Langzeitmessung der Sr-Übergangsfrequenz

Messungen mit Cäsium-Fontänenuhren setzen auch neue Grenzen für fundamentale Tests.

PTBnews 1.202, 07.01.2021

Optische Uhren wie die Strontium- Gitteruhr dienen zur sekundären Darstellung der SI-Einheit Sekunde und werden als Kandidaten für eine Neudefinition der Zeiteinheit erwogen. Für einen nahtlosen Wechsel ist die Kenntnis der Strontium-Übergangsfrequenz im jetzigen, durch Cäsium-Atomuhren gegebenen System notwendig. Der Vergleich der beiden Uhrentypen im Zeitraum von 2017 bis 2019 erlaubte es nun, diese Frequenz mit einer Rekordunsicherheit von nur 1,5 · 10–16 in relativen Einheiten zu bestimmen. Aus den Daten konnten auch Grenzen für eine zeitliche Drift des Massenverhältnisses von Proton und Elektron und eine mögliche Kopplung an das Gravitationspotential der Sonne gewonnen werden.

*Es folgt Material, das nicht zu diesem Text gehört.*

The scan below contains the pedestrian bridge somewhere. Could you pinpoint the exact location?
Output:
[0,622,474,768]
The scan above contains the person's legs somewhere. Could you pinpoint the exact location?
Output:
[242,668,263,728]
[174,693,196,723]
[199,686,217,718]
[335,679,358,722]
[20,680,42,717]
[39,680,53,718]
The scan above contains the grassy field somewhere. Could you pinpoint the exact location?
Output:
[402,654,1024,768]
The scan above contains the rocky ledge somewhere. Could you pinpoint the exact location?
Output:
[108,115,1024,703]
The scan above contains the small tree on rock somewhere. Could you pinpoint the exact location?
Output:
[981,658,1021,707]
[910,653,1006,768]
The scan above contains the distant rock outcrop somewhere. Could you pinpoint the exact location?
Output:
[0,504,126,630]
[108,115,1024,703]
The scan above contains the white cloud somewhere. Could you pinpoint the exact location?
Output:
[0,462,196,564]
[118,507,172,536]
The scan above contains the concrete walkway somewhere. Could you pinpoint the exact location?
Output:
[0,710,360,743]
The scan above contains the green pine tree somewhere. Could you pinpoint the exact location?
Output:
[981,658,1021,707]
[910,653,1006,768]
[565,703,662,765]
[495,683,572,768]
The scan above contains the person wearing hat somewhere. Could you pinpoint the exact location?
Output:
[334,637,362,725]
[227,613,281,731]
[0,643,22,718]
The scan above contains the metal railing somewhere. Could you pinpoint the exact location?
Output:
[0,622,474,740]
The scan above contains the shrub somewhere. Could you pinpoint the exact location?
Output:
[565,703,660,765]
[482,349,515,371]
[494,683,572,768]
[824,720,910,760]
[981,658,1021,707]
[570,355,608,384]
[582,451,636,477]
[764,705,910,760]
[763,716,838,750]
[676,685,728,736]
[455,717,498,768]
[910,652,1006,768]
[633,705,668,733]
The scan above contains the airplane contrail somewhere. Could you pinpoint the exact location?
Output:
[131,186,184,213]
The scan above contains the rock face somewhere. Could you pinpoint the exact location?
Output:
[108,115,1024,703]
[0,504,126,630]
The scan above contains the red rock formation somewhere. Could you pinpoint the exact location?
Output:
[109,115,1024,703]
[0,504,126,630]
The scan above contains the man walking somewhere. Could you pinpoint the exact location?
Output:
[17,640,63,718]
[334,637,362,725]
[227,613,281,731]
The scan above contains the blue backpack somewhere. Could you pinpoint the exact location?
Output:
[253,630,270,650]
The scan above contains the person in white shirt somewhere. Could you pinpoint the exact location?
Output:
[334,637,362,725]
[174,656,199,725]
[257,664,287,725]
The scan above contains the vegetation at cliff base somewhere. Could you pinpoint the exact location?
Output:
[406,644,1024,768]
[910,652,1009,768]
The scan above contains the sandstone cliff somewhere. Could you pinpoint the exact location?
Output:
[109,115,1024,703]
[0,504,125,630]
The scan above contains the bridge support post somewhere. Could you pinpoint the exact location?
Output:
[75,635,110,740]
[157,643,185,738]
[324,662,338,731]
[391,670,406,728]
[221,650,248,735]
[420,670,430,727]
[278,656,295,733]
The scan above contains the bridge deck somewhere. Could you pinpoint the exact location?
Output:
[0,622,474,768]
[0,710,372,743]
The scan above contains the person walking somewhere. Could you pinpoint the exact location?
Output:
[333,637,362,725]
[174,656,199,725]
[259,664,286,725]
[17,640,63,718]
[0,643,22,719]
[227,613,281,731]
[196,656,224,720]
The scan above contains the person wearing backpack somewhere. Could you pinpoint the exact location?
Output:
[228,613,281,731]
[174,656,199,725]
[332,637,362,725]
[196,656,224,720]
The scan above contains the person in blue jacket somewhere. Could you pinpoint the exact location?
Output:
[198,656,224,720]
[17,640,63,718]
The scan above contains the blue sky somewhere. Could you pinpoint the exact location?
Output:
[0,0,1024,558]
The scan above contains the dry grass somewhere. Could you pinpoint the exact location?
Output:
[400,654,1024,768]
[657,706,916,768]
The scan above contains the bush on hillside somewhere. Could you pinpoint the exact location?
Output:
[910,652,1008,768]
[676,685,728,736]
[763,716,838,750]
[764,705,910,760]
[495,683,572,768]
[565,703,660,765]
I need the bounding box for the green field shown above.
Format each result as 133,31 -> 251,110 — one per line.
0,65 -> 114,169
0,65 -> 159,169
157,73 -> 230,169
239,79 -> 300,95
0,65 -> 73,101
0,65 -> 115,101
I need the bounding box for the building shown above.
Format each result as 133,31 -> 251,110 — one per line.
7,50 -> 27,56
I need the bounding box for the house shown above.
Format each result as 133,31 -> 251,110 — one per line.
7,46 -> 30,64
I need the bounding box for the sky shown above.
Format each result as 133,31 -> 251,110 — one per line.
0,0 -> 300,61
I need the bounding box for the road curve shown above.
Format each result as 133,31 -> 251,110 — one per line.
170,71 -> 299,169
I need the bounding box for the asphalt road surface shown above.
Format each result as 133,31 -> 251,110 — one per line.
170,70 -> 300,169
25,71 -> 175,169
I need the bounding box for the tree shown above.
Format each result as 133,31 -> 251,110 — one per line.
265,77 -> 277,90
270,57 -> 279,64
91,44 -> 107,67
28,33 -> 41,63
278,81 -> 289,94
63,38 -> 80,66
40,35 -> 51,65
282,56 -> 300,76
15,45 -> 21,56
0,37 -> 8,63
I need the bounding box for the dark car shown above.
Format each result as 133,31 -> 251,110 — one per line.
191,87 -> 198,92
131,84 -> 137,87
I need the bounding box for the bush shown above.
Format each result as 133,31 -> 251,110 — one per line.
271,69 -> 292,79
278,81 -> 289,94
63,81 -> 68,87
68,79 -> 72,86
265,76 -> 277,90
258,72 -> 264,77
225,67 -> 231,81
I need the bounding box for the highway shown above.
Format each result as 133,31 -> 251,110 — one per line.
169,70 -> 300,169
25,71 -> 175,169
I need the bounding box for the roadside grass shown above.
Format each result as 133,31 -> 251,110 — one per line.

Für eine zukünftige Neudefinition der SI-Einheit Sekunde werden weltweit neue Atomuhren entwickelt, die aufgrund der Verwendung eines optischen Übergangs eine höhere Genauigkeit ermöglichen als Cäsium-Atomuhren mit ihrem Mikrowellenübergang. Bereits heute dienen einige dieser optischen Übergänge zur sekundären Darstellung der Sekundeneinheit. Der Vergleich der Übergangsfrequenzen dieser optischen Uhren an unterschiedlichen Instituten erlaubt die Prüfung ihrer Konsistenz und ist damit ein wichtiger Schritt zur Validierung dieser Uhren. In regelmäßigen Abständen trägt das Internationale Komitee für Maß und Gewicht (CIPM) alle weltweit verfügbaren Daten zusammen und prüft sie auf ihre Konsistenz. Auf dieser Basis werden dann die Frequenzen der sekundären Darstellungen mit ihren Unsicherheiten neu definiert. Die neuen Frequenzmessungen der PTB werden aufgrund ihrer niedrigen Unsicherheit hier einen wichtigen Beitrag leisten. Statistische Beiträge zur Messunsicherheit spielen aufgrund der Länge des Datensatzes praktisch keine Rolle mehr – sie wird durch die systematischen Unsicherheiten der Cäsium- Fontänenuhren der PTB begrenzt, die zu den genauesten weltweit zählen. Der beobachtete Frequenzwert steht in sehr guter Übereinstimmung mit früheren Messungen an der PTB und der empfohlenen Übergangsfrequenz des StrontiumÜbergangs.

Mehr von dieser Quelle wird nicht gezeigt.